Nell considered herself a cute girl. She was in decent shape from swimming and generally doing a lot of things outdoors like hiking and ropes course and biking. (After all, her home was a summer camp. Duh!) Maybe her "baby fat," as Mom called it, still hadn't melted off, especially in her cheeks, arms, and belly. But she could rock a two-piece swimsuit. Not a bikini—a two-piece. There was a difference. The point was, Nell had experience being ogled, and it gave her the ick. She was not into anyone, especially older dad-aged men, checking her out. Okay, maybe if a cute boy of her own generation gave her an up and down of appreciation, she could live with that.
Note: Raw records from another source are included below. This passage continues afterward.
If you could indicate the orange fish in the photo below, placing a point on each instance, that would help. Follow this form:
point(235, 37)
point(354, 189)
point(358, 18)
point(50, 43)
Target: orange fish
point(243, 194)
She could even live with other girls if their looks lingered a little longer, although she couldn't tell anyone that.
There were two gay kids at Collins High—two who were out—and their lives were not easy. At least Courtney Smith was an all-around athlete, so no one gave her shit for liking girls. And Alex Dutton came from money and always threw blowout pool parties. That protected him. But he got called all the names: fag, fairy, queer, fruit. Both behind his back and to his face. To his face, there might be an add-on of, "Naw, I'm just playin'" and Alex was expected to say, "No problem." But all the names were delivered with a sneer. With danger like the crust of a pie, holding the hate in place. It could crumble with just the right poke.
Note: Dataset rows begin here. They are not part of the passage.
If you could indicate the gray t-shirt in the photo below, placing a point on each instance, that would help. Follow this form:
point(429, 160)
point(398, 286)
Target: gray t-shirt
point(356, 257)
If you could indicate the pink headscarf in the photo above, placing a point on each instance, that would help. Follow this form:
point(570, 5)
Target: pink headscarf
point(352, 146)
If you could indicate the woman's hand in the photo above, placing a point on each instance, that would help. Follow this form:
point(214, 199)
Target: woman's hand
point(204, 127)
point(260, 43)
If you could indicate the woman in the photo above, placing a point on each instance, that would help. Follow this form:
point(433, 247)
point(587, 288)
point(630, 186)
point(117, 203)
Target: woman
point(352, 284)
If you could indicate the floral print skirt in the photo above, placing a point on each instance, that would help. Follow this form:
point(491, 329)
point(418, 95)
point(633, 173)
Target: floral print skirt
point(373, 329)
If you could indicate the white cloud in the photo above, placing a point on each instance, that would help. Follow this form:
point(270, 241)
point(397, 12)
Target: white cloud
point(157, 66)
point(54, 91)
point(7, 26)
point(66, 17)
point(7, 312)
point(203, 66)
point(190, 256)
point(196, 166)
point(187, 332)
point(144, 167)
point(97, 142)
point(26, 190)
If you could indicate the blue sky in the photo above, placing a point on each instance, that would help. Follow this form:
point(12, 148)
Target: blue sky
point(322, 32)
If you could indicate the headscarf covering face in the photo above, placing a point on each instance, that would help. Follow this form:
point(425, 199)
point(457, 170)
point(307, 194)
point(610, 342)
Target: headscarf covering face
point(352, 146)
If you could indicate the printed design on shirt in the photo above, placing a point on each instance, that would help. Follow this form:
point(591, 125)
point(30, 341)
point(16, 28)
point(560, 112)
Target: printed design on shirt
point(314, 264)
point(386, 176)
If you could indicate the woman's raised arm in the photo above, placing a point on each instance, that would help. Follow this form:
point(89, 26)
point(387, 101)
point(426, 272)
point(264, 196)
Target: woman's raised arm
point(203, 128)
Last year, there had been a school assembly just before Thanksgiving, with special guests from the Portland LBG Alliance, a man and a woman. The man was young and Asian, with amazing, Spandau Ballet hair and cheekbones that made him look like an anime character, like Vampire Hunter D. The woman called herself a dyke—she was African American, probably in her thirties with shorn, bleached hair. She wore John Lennon glasses, jeans, a long-sleeve waffle tee, and a denim vest. It looked like she had torn the sleeves off of it herself.
Nell listened to their words respectfully, her thoughts a jumble of: They are so brave and I hope they aren't in danger and Am I gay? For that last one, she looked around...There weren't any girls she wanted to kiss, and since Corey White, no boys either. Was there a word for what she felt or did not feel? Androgynous? No, that didn't feel right. Asexual? Maybe. But she hoped she'd feel it some day. She definitely liked romance. Her bookshelves were full of teen Harlequin romances from the used bookstores in town.
The speakers talked about how they were just like everyone else—just like the students of Collins High! They had jobs, they had friends. They were not looking to "recruit" anyone, nor were they looking to start a fight. They were just there to answer questions.
One freshman girl raised her hand. "Like, do either of you have AIDS?"
Some kids guffawed. Others gasped in horror at the cheek of this girl. The man and woman on the auditorium stage smiled tight, painful smiles. They glanced at each other. Maybe this isn't the first time they'd been brutally heckled, Nell thought.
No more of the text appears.